U.S. prosecutors charged three Chinese nationals with allegedly mounting a global hacking campaign to steal sensitive corporate data from over 100 companies and installing a mass network of crypto-mining malware.
According to an indictment dated May 2019 and unsealed Wednesday, Jiang Lizhi, Qian Chuan and Fu Qiang ran their multi-year front out of the purportedly “white hat” Chinese cybersecurity firm Chengdu 404 Network Technology Co. They’re being charged with money laundering, conspiracy, identity theft and a raft of computer-related allegations, based on allegations they operated a vast crypto-jacking scheme and installed malware on victim computers, among other charges.
Chengdu 404’s “offensive” operations are what raised prosecutors’ ire. Their indictment outlines how Chengdu 404’s chief officers targeted at least 100 “victim companies, organizations and individuals” with a multi-year cyber scheme that employed “big data” analytics to maximize its impact.

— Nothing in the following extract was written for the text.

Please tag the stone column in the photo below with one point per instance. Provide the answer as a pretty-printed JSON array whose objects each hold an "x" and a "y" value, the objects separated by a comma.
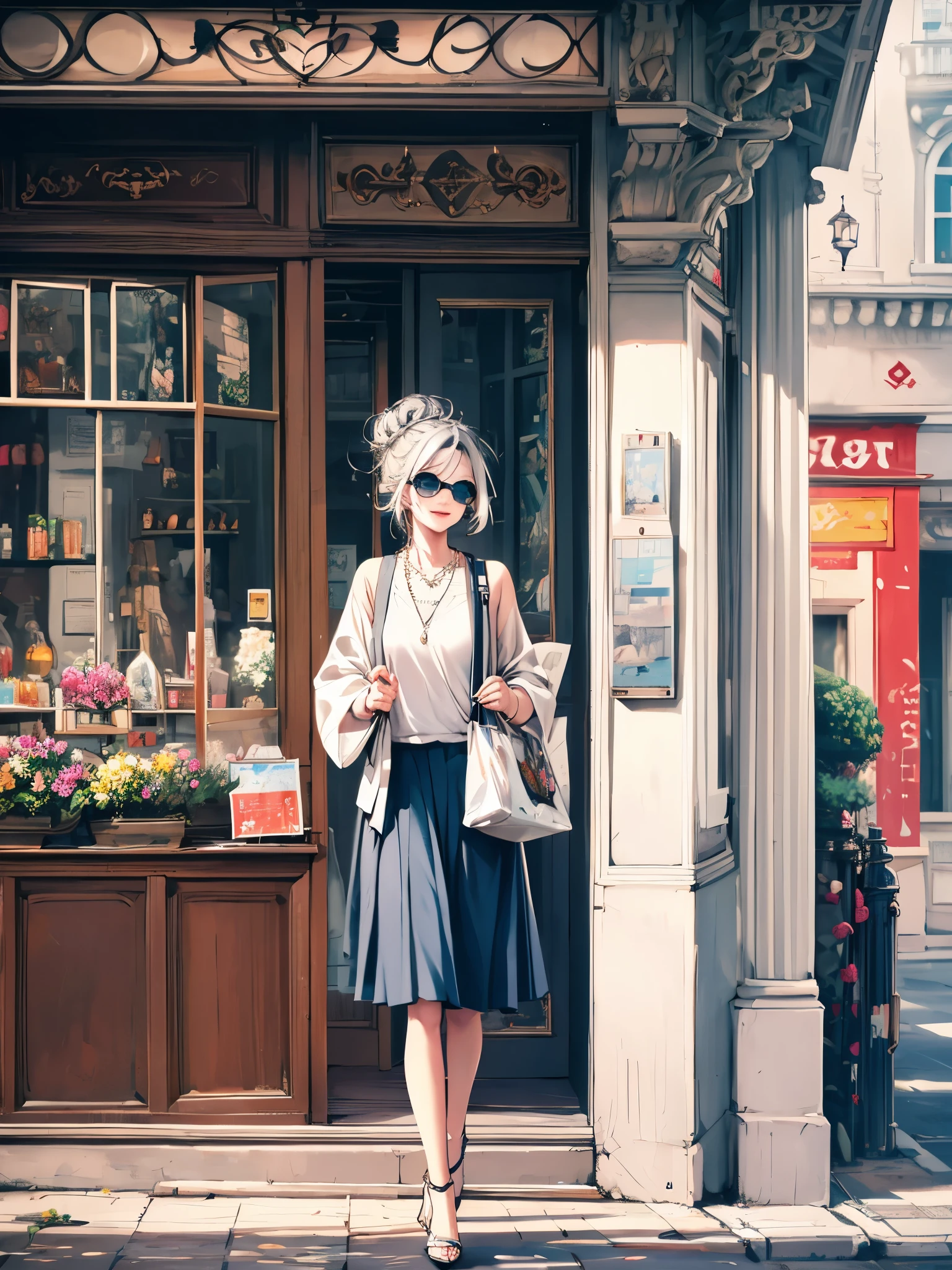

Beginning in May 2014, the trio “conspired to commit a sprawling array of computer intrusions targeting protected computers belonging to hospitality, video game, technology and telecommunications companies, research universities, non-governmental organizations, and other organizations around the world,” according to the indictment.
They allegedly stole source code and customer data from the companies, deployed “supply chain hacks” to knock out customers’ own computers like dominoes, infected networks with ransomware and installed cryptocurrency mining malware to bolster Chengdu 404’s bottom line.